Kristen Rupert, a long time board member, took over as chair of the advisory board. The advisory board championed the idea of every student having some contact with the program. For the next few years we expanded all our programs with the intent to “touch every student”.

As part of integration into all of Cornell, we sought to be a part of the solution to some campus-wide problems. A spate of suicides brought attention to high levels of student stress, gorge safety, and misconduct in the Greek system. In response, CTLC began the Greek Academy, a leadership program for students in positions of influence in the Greek system. We also began to offer free “stress buster” programs at the climbing wall.  COE volunteered to administer the Gorge Steward program, where COE staff would patrol the hazard areas to monitor misuse and also educate visitors on the geology and history of the area. COE PE offerings were expanded with more sections. An entirely new program offering, Tree Climbing, proved to be very popular, and soon expanded to include expeditions to Costa Rica and California. In 2009 Wilderness Reflections changed its name to Outdoor Odyssey.

During all of the growth and change outlined above, it was – and continues to be – the field instructors and facilitators who create excellent courses, teach brilliant presentations, and make connections with students and share of themselves.

By the time Todd Miner retired COE had become the largest most comprehensive outdoor program in the nation. But the growth was not without its stresses. The hours were long and full time staff turnover was high.

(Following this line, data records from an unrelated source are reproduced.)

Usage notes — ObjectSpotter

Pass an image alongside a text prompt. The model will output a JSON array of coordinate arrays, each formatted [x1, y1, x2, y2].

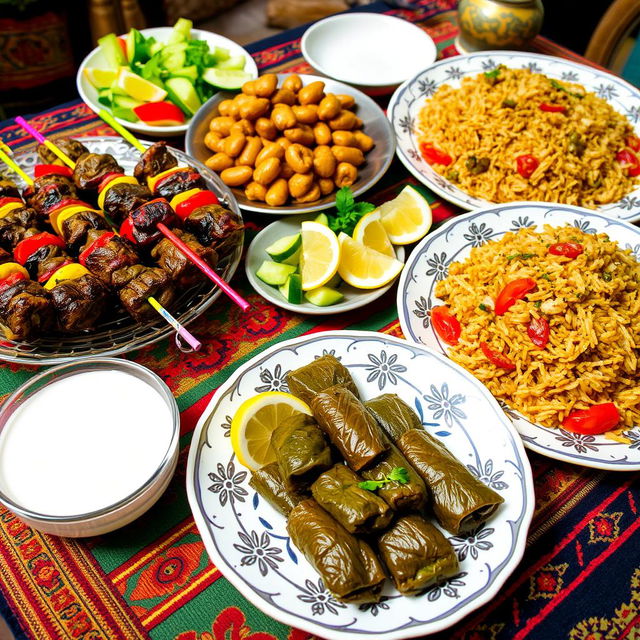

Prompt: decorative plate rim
[[396, 200, 640, 471], [186, 330, 535, 640], [387, 50, 640, 222]]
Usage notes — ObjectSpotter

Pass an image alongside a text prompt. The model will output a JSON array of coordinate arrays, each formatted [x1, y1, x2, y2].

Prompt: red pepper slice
[[516, 153, 540, 178], [176, 191, 220, 220], [38, 260, 73, 283], [133, 101, 184, 127], [430, 305, 461, 345], [616, 149, 640, 178], [549, 242, 584, 259], [98, 171, 124, 193], [624, 136, 640, 152], [562, 402, 620, 435], [495, 278, 537, 316], [13, 231, 65, 265], [480, 342, 516, 371], [527, 317, 549, 349], [78, 231, 116, 267], [420, 142, 453, 166], [118, 218, 138, 244], [0, 272, 28, 292], [33, 164, 73, 178], [538, 102, 567, 113]]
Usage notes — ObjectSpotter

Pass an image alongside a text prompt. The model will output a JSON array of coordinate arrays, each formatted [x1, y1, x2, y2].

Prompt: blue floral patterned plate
[[187, 331, 534, 640], [387, 51, 640, 221], [398, 202, 640, 471]]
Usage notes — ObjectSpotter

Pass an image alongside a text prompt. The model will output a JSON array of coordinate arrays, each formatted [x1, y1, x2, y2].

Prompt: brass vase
[[456, 0, 544, 53]]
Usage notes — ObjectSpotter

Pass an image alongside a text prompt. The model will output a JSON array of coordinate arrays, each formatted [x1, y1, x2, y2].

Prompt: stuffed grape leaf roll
[[364, 393, 422, 442], [311, 464, 393, 533], [287, 500, 385, 602], [272, 413, 332, 492], [311, 386, 389, 471], [361, 444, 428, 513], [287, 354, 359, 405], [249, 462, 305, 516], [378, 515, 458, 593], [397, 429, 504, 534]]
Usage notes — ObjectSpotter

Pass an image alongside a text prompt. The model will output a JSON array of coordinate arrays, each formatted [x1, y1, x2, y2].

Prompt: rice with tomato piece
[[418, 66, 640, 209], [432, 225, 640, 438]]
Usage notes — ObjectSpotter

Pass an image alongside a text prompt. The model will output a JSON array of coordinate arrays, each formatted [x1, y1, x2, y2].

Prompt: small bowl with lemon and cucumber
[[76, 18, 258, 136], [245, 186, 432, 315]]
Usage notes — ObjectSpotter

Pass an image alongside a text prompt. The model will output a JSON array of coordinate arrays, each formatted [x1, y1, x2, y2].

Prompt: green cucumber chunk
[[256, 260, 296, 287], [216, 54, 247, 71], [304, 286, 344, 307], [265, 233, 302, 264], [98, 33, 127, 71], [278, 273, 302, 304], [165, 78, 202, 117]]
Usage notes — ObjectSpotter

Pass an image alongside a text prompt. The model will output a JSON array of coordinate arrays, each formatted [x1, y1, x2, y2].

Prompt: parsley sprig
[[328, 187, 375, 236], [358, 467, 409, 491]]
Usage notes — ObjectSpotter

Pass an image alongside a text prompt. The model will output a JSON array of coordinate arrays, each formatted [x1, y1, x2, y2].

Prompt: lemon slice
[[84, 67, 118, 89], [230, 391, 311, 471], [352, 209, 396, 258], [300, 221, 340, 291], [377, 186, 433, 244], [117, 69, 167, 102], [338, 233, 404, 289]]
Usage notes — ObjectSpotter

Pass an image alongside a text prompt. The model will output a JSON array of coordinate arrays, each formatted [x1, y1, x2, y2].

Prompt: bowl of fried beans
[[186, 73, 395, 215]]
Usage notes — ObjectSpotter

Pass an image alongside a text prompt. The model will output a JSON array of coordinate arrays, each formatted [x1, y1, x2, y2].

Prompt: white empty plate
[[301, 12, 437, 90]]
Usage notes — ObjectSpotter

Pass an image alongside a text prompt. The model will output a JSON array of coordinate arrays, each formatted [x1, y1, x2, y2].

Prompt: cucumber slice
[[216, 54, 247, 71], [98, 33, 127, 71], [165, 78, 202, 117], [304, 286, 344, 307], [202, 68, 253, 89], [265, 233, 302, 264], [278, 273, 302, 304], [256, 260, 296, 287], [173, 18, 193, 40]]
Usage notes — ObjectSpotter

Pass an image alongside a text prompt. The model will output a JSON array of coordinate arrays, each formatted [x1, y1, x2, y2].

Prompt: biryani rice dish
[[418, 66, 640, 209], [431, 226, 640, 441]]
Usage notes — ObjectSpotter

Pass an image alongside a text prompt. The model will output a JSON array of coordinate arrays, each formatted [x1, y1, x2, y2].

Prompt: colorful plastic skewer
[[0, 143, 202, 351], [15, 118, 251, 311]]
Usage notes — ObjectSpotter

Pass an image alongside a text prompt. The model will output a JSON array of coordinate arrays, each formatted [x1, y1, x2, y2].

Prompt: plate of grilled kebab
[[187, 331, 534, 640], [0, 137, 244, 364]]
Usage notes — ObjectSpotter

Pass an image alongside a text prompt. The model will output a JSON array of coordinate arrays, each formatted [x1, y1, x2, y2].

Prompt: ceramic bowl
[[76, 27, 258, 137], [300, 12, 437, 95], [0, 358, 180, 538]]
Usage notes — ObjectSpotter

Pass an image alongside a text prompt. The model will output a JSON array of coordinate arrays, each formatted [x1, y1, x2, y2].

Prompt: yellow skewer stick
[[98, 109, 147, 153], [0, 143, 33, 185]]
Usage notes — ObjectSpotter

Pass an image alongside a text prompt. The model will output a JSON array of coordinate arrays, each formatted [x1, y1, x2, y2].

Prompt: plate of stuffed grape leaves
[[0, 136, 244, 365], [187, 331, 534, 640]]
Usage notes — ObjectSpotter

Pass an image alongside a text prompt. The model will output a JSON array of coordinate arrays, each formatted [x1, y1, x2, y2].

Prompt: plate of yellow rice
[[398, 202, 640, 470], [388, 51, 640, 221]]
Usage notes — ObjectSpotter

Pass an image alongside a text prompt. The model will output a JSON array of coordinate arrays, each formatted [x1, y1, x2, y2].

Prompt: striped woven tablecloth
[[0, 0, 640, 640]]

Becoming a Great Place to Work

In the fall of 2013, Marc Magnus-Sharpe joined COE as only its fourth director. 2014 marked Cornell University’s sesquicentennial. COE expanded in many areas: Outdoor Odyssey led its largest class ever, CTLC  expanded Greek Leadership Academy to include 45 chapters, Cornell Tree Climbing Institute celebrated its 10-year anniversary, and Stand Up Paddle-boarding was added to the list of program activities. COE enrolled over 20,000 participants that year. In academic arenas, CTLC hired their first Academic and Long Term Programs Coordinator position. Internationally, COE led a trek in Nepal in November 2014, a Cornell Tree Climbing exploration to Madagascar in December 2015, and a trek to Costa Rica in the spring of 2016. Soon afterward, Karel Hilversum joined CTLC from his home in Puerto Rico, where he had created the leading experience-based teamwork and leadership development program on the island. Following Amy Kohut’s departure, Karel became the new Dan Tillemans Director of the Cornell Team and Leadership Center.

In the fall of 2016 Advisory Board Co-Chairs, Scott Sklar and Ellen Tohn, led the effort to modernize our indoor climbing facilities. The Lindseth Climbing Wall, although innovative at the time of its creation, had been left behind by the modern climbing wall industry. After considering many possible locations, our best option seemed to be building the new wall on top of the old one. But there was a catch. In order to build the new wall, we would need to expand the climbing wall footprint into the Ramin Room, a multi-purpose indoor space used by many sports teams. Marc Magnus-Sharpe convinced Director of Athletics and Physical Education, Andy Noel, to provide additional space in the Ramin Room to be used for the larger climbing wall footprint, and the project was begun. With lead donations from Jon Lindseth and Scott Sklar, a new state of the art climbing wall was constructed over the old wall. The new wall features bolt-on holds, tope rope and lead climbing, and a dedicated bouldering area. Participation at the climbing wall tripled, and pushed the overall number of program days to 60,000.